Agency Priority Goal:
Improve health care through meaningful use of health information technology.
Statement:
By the end of FY2015, increase the number of eligible providers who receive incentive payments from the CMS Medicare and Medicaid EHR Incentive Programs for the successful adoption or demonstration of meaningful use of certified EHR technology to 450,000.
Description:
At the heart of HHS’s strategy to strengthen and modernize healthcare is the use of data to improve healthcare quality, reduce unnecessary healthcare costs, decrease paperwork, expand access to affordable care, improve population health, and support reformed payment structures. The nation’s health information technology infrastructure enables the flow of information to power these critical efforts— that can help facilitate the types of fundamental changes in access and healthcare delivery proposed in the Affordable Care Act. HHS is taking a leading role in realizing health information technology’s potential benefits.

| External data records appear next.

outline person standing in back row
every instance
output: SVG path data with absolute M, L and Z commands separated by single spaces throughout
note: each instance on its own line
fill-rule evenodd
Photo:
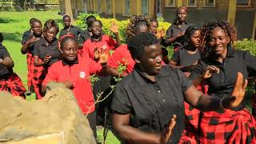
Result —
M 22 54 L 26 54 L 27 62 L 27 91 L 26 94 L 30 95 L 34 92 L 33 78 L 34 71 L 37 70 L 37 67 L 34 66 L 34 47 L 35 42 L 38 41 L 42 38 L 42 22 L 38 19 L 34 19 L 32 22 L 32 34 L 26 38 L 26 41 L 22 43 L 21 52 Z
M 64 22 L 64 28 L 61 30 L 61 31 L 59 32 L 58 38 L 62 39 L 62 37 L 64 35 L 72 34 L 78 41 L 78 37 L 82 33 L 82 29 L 80 29 L 78 26 L 71 25 L 71 19 L 69 15 L 63 16 L 63 22 Z
M 176 51 L 183 46 L 183 36 L 190 24 L 186 21 L 187 17 L 187 8 L 181 6 L 177 10 L 176 18 L 166 31 L 166 38 L 163 43 L 165 46 L 174 46 Z

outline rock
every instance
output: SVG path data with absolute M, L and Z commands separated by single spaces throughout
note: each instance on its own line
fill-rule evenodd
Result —
M 95 143 L 89 122 L 70 90 L 51 82 L 46 96 L 32 102 L 0 92 L 0 142 L 22 143 L 31 138 L 49 138 L 49 134 L 58 134 L 54 138 L 62 142 L 58 143 Z

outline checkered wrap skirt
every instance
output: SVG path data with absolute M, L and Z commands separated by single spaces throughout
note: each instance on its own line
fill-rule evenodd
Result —
M 14 96 L 25 96 L 26 88 L 21 78 L 15 74 L 11 74 L 7 78 L 0 78 L 0 91 L 8 91 Z
M 38 58 L 38 60 L 42 61 L 40 58 Z M 42 81 L 45 79 L 46 73 L 46 70 L 42 66 L 39 67 L 34 66 L 32 83 L 34 92 L 37 94 L 37 99 L 41 99 L 43 97 L 41 88 Z
M 186 130 L 179 143 L 256 143 L 256 122 L 246 109 L 202 112 L 185 102 Z

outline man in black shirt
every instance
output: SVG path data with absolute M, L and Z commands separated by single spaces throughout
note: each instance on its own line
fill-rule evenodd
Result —
M 136 66 L 116 86 L 111 106 L 114 130 L 122 140 L 178 143 L 185 125 L 184 101 L 200 110 L 216 110 L 233 108 L 242 100 L 246 82 L 243 85 L 241 74 L 234 96 L 221 99 L 196 90 L 178 69 L 162 66 L 161 46 L 152 33 L 135 35 L 128 41 L 128 49 Z M 174 127 L 173 115 L 177 116 Z M 172 129 L 170 138 L 166 131 Z
M 63 22 L 64 22 L 65 26 L 59 32 L 59 37 L 58 37 L 59 39 L 61 39 L 63 35 L 72 34 L 78 41 L 79 35 L 82 33 L 82 29 L 70 24 L 71 20 L 70 20 L 70 17 L 69 15 L 63 16 Z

The Recovery Act provided an unprecedented investment in health information technology to propel a range of initiatives, including regulations on the meaningful use of health information technology and standards as well as the funding of Health IT Regional Extension Centers, State Health Information Exchanges, and other programs.
This Priority Goal is to increase the number of eligible providers in these important programs who adopt/meaningfully use electronic health records (EHRs), since it is believed that the increased use of EHRs will improve coordination across providers and settings, improve health care delivery, improve quality of care and reduce medical errors. The Office of the National Coordinator for Health IT within the Office of the Secretary of Health and Human Services is the designated lead for this priority goal in close partnership with the Centers for Medicare & Medicaid Services (CMS). A key step in this strategy is to provide incentive payments to eligible providers serving Medicare and Medicaid beneficiaries who adopt and meaningfully use certified EHR technology.